Review of the Care Plan for ADL revealed an approach dated 4/21/11 for a wheelchair for transport.
On 4/29/11 at approximately 12:00 PM, staff was observed to transport the resident in her wheelchair out of the dining room. During the transport, the resident's wheelchair rolled over Resident #401's oxygen tubing, which compressed as the wheels rolled over it.
c). Resident #111 has diagnoses including rheumatoid arthritis, hip and knee contractures and a history of falls with a left shoulder fracture. Review of the Care Plan for ADL dated 6/19/10 revealed an approach for independent transfers and ambulation with a quad cane.
On 4/29/11 at approximately 12:05 PM the resident was observed to ambulate independently with a quad cane into the dining room. During the observation, Resident #111's cane temporarily caught in a loop of Resident #401's oxygen tubing as she walked over the tubing. Resident #111 lifted her cane and crossed over the tubing without incident.
During the observation on 4/29/11 between 11:45 AM and 12:45 PM, 2 Certified Nurse Aides (CNAs) walked over the tubing without stopping to intervene.
When interviewed on 4/29/11 at approximately 12:50 PM, the Unit 3B Home Maker stated that the tubing was not normally stretched across the floor in the dining room. She further stated that the oxygen concentrator is usually placed along the windows with the tubing between the resident and the wall where no one is.
When observed on 5/2/11 at 12:30 PM Resident #401's oxygen concentrator and tubing were in the same position as observed on 4/29/11 between 11:45 AM and 12:45 PM. The tubing was looped and was stretched approximately 25' from the concentrator to the resident.
When interviewed on 5/2/11 at 12:45 PM the Registered Nurse (RN) Unit Manager (UM) said that she observed Resident #401's oxygen tubing on the dining room floor and said it could be an accident hazard. The RN UM said she would be moving the resident's dining room table to be closer to the electric outlet.
415.12(h)(1)(2)
F248 483.15(f)(1): ACTIVITY PROGRAM MEETS INDIVIDUAL NEEDS
Scope: Isolated
Severity: Potential for more than Minimal Harm
Corrected Date: June 17, 2011
The facility must provide for an ongoing program of activities designed to meet, in accordance with the comprehensive assessment, the interests and the physical, mental, and psychosocial well-being of each resident.

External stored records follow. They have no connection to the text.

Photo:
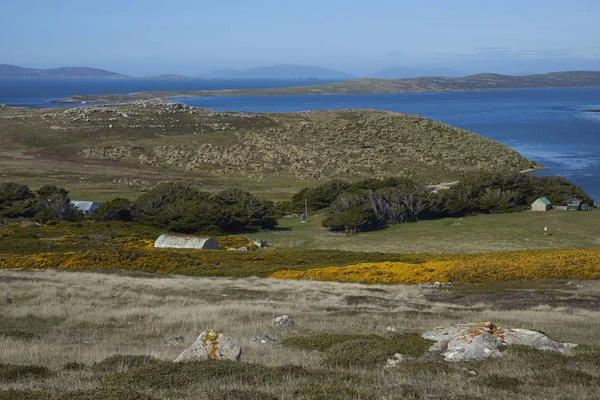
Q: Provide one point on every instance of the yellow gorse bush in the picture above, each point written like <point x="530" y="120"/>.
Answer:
<point x="474" y="268"/>
<point x="134" y="253"/>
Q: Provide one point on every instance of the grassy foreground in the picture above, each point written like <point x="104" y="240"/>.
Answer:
<point x="78" y="335"/>
<point x="112" y="246"/>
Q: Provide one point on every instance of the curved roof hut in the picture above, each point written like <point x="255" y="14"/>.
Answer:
<point x="186" y="242"/>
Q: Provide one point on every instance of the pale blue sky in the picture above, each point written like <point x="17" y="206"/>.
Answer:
<point x="359" y="37"/>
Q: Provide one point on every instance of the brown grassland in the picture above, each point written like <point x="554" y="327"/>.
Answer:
<point x="99" y="335"/>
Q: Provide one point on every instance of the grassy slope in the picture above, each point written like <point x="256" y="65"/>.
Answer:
<point x="73" y="323"/>
<point x="100" y="152"/>
<point x="483" y="233"/>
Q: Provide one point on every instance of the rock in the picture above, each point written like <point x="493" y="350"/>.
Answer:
<point x="284" y="321"/>
<point x="395" y="360"/>
<point x="211" y="344"/>
<point x="264" y="339"/>
<point x="468" y="342"/>
<point x="466" y="347"/>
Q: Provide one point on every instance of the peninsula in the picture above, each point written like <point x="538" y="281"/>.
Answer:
<point x="128" y="147"/>
<point x="569" y="79"/>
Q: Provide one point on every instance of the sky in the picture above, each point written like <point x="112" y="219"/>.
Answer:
<point x="190" y="37"/>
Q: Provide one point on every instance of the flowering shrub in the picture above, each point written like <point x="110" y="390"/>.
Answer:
<point x="77" y="251"/>
<point x="474" y="268"/>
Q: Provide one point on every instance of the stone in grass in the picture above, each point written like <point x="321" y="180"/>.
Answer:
<point x="284" y="321"/>
<point x="395" y="360"/>
<point x="264" y="339"/>
<point x="467" y="342"/>
<point x="211" y="344"/>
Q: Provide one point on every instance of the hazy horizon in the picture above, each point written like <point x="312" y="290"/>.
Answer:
<point x="199" y="37"/>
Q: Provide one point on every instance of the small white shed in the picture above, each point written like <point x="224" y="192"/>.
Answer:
<point x="186" y="242"/>
<point x="87" y="207"/>
<point x="541" y="204"/>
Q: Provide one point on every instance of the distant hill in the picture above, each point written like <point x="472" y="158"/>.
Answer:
<point x="404" y="72"/>
<point x="14" y="71"/>
<point x="170" y="77"/>
<point x="277" y="72"/>
<point x="569" y="79"/>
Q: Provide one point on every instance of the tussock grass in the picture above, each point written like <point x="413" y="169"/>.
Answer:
<point x="112" y="336"/>
<point x="127" y="148"/>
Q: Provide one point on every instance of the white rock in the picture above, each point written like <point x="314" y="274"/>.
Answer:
<point x="284" y="321"/>
<point x="211" y="344"/>
<point x="467" y="342"/>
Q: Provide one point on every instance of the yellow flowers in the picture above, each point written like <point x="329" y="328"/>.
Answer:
<point x="474" y="268"/>
<point x="133" y="253"/>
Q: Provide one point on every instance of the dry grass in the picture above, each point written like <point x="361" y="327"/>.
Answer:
<point x="475" y="234"/>
<point x="86" y="317"/>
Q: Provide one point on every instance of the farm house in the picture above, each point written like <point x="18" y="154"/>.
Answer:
<point x="541" y="204"/>
<point x="186" y="242"/>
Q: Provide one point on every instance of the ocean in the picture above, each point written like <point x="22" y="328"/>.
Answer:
<point x="550" y="126"/>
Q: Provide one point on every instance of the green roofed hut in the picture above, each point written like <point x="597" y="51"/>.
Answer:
<point x="541" y="204"/>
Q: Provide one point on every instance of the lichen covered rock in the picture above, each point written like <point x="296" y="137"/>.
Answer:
<point x="284" y="321"/>
<point x="211" y="344"/>
<point x="466" y="342"/>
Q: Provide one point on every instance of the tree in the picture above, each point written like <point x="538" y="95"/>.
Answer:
<point x="148" y="207"/>
<point x="11" y="191"/>
<point x="117" y="209"/>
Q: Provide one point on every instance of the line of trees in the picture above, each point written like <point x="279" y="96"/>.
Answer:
<point x="361" y="206"/>
<point x="45" y="204"/>
<point x="174" y="207"/>
<point x="374" y="204"/>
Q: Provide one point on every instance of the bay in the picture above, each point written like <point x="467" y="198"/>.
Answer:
<point x="40" y="93"/>
<point x="550" y="126"/>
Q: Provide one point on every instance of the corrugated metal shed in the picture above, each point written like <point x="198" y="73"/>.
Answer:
<point x="186" y="242"/>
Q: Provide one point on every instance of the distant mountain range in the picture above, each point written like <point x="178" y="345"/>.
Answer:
<point x="13" y="71"/>
<point x="405" y="72"/>
<point x="277" y="72"/>
<point x="568" y="79"/>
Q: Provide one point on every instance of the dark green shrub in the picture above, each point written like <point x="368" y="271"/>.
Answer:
<point x="117" y="209"/>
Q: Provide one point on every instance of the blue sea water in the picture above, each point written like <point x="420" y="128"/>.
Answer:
<point x="39" y="93"/>
<point x="550" y="126"/>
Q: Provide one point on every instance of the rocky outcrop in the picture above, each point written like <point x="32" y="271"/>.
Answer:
<point x="467" y="342"/>
<point x="213" y="345"/>
<point x="284" y="321"/>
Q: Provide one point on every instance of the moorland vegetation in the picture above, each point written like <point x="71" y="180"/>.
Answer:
<point x="361" y="206"/>
<point x="122" y="149"/>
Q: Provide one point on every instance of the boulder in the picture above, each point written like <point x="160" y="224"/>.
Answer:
<point x="284" y="321"/>
<point x="211" y="344"/>
<point x="264" y="339"/>
<point x="467" y="342"/>
<point x="395" y="360"/>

Citation date: May 4, 2011
Based on observation, record review, staff and family interview, the facility did not provide for an ongoing program of activities designed to meet, in accordance with the comprehensive assessment, the interests and the physical, mental and psychological well-being of each resident. One (Resident #368 ) of three residents reviewed for activities had issues involving a lack of individualized assessments and care plans for activities. There was no actual harm with potential for more than minimal harm that is not immediate jeopardy.
The finding is:
1. Resident #368 has diagnoses which include Cerebral Vascular Accident (CVA - stroke) with hemiplegia (paralysis on one side of body) and dementia. Review of the Minimum Data Set (MDS) dated 4/16/11 revealed the resident has severely impaired cognitive skills for daily decision making.
During an interview with the resident's responsible party (wife) on 4/28/11 at 9:55 AM the responsible party gave a negative response when asked if the staff provide encouragement and assistance to attend activities. During the interview, the responsible party stated the resident enjoys music and would like to see him go to more activities that involve music. Additionally she said that she had brought in a compact disc (CD) player for his room.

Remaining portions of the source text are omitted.